How do you know what another person senses, feels or thinks? Through the sharing of stories. Our key tool in organising all these elements and conveying these experiences to others is narrative. We put things together in our heads in the form of stories. Remember, a story is created by telling of the present as it is emerging from the past in the light of future possibilities. Stories are dynamic. They move, they grow, they develop. And every story is unique, because every human being is unique. We feel less alone when we find connections with others through the stories we share. We use the imaginative facility of empathy to try to understand what another person is experiencing.

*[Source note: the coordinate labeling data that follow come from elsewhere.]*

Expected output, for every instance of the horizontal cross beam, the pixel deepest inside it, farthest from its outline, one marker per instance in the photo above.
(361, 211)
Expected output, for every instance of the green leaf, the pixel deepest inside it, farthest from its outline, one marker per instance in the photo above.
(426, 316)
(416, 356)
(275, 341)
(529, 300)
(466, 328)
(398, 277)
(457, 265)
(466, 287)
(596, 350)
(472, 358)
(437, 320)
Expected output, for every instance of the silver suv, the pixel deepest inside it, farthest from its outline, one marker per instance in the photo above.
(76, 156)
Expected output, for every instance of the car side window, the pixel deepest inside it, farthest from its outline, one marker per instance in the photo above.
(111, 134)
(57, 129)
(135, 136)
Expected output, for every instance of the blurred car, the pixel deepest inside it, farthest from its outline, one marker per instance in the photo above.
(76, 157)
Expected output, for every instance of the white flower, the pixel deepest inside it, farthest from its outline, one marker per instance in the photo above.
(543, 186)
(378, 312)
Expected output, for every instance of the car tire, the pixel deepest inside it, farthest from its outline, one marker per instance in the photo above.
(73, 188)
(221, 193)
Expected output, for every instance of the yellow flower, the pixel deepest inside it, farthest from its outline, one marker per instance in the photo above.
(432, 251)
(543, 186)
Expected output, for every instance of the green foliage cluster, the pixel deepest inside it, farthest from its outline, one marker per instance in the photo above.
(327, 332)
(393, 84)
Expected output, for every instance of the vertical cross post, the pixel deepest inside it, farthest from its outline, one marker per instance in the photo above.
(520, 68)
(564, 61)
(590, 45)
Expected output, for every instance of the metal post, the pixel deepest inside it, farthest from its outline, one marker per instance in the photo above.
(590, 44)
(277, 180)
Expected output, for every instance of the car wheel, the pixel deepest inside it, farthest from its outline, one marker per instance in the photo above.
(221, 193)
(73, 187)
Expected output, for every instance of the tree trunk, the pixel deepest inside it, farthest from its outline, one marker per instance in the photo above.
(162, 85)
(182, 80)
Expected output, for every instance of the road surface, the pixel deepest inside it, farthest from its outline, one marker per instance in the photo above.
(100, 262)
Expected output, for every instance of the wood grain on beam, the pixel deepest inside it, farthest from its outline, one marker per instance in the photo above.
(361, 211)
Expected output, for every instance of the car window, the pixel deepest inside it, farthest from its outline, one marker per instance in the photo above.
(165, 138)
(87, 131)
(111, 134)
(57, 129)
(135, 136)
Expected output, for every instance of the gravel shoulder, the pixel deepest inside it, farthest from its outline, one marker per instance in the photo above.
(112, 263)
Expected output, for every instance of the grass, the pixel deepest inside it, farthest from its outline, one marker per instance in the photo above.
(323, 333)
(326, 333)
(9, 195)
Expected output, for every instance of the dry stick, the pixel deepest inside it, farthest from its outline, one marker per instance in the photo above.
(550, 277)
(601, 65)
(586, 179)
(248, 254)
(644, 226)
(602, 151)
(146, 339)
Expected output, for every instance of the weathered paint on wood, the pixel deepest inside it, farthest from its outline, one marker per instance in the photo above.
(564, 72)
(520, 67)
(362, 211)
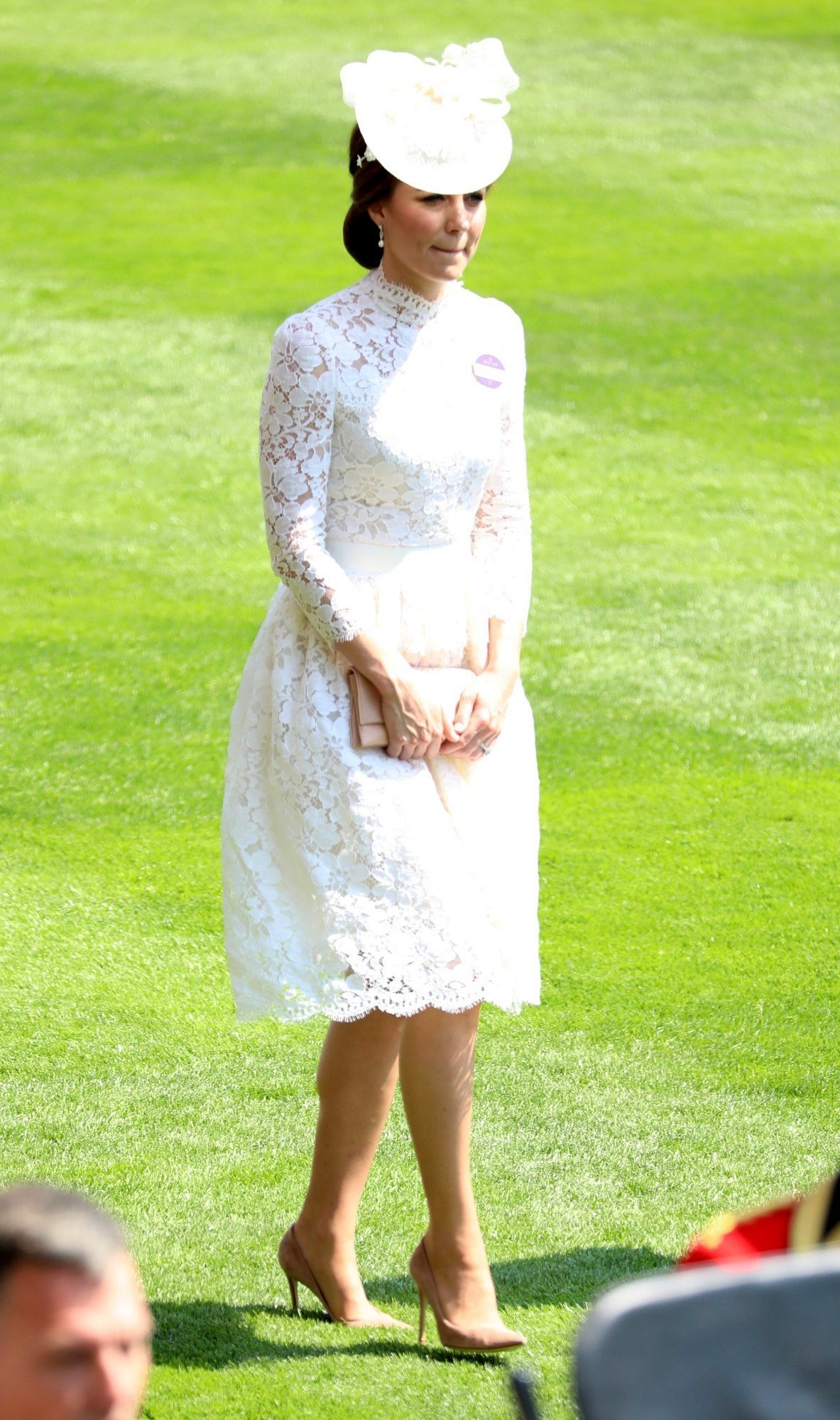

These experiences of our lives are made up of the sensations we become aware of, the feelings which develop inside us, and the thoughts which allow us to put it all together. All of this is framed inside what sense we make of it all. Two people can have very similar experiences but understand those experiences differently because sense each one makes of it is different.

Owen Flanagan, the philosopher, describes this very well in his book, “The Really Hard Problem”. He points out that there are many different ways of making sense of experience and these different ways lead to very different perceptions and understandings of the world. He describes the idea of “spaces of meaning”. A “space of meaning” is what a person lives in and through which he or she experiences the world. A “space of meaning” is publically available.

He describes six such spaces – art, science, technology, ethics, politics and spirituality.

Each of these six spaces of meaning names, or gestures in the direction of, a large domain of life. Art includes painting, poetry, literature, music and popular culture. Science includes all the sciences, as well as whatever synthetic philosophical picture of persons (or reality) is thought to emerge from the sciences. Politics includes the relevant local and/or nation-state form of government as wel as the legal and economic structures it rests on and/or engenders. Spirituality includes multifarious religious practices and institutions, theologies, and such non-theistic spiritual conceptions as ethical naturalism, secular humanism, pagan shamanism, Confucianism, Buddhism and Stoicism.

If we want to understand how some person or group self-conceives, and what kind of worldview they have, then we can consider how they make sense of their experience in relation to these “spaces of meaning”. There are as many different “worldviews” as there are people. If we are to understand each other and communicate then we need to grasp something of our own and the other’s worldview. For some people, one of these “spaces of meaning” will be pre-eminent – for example, there are some who think that only the scientific worldview is the “right” view and that all others are flawed. Others think the same of a particular religious or political view of life. We connect with those who inhabit the same spaces as we do. Most people don’t inhabit only one of these spaces. We each have our unique cluster, but some people seem almost incapable of seeing the world in any way other than through one particular space.

One of the points Flanagan is making is that there is no single “right” worldview. Those who cannot see that fail to connect with others who make sense of their lives very differently.

I think we can all learn something from a bit of self-reflection. Which of these “spaces of meaning” resonate most strongly with you? What does that tell you about the way you make sense of the world?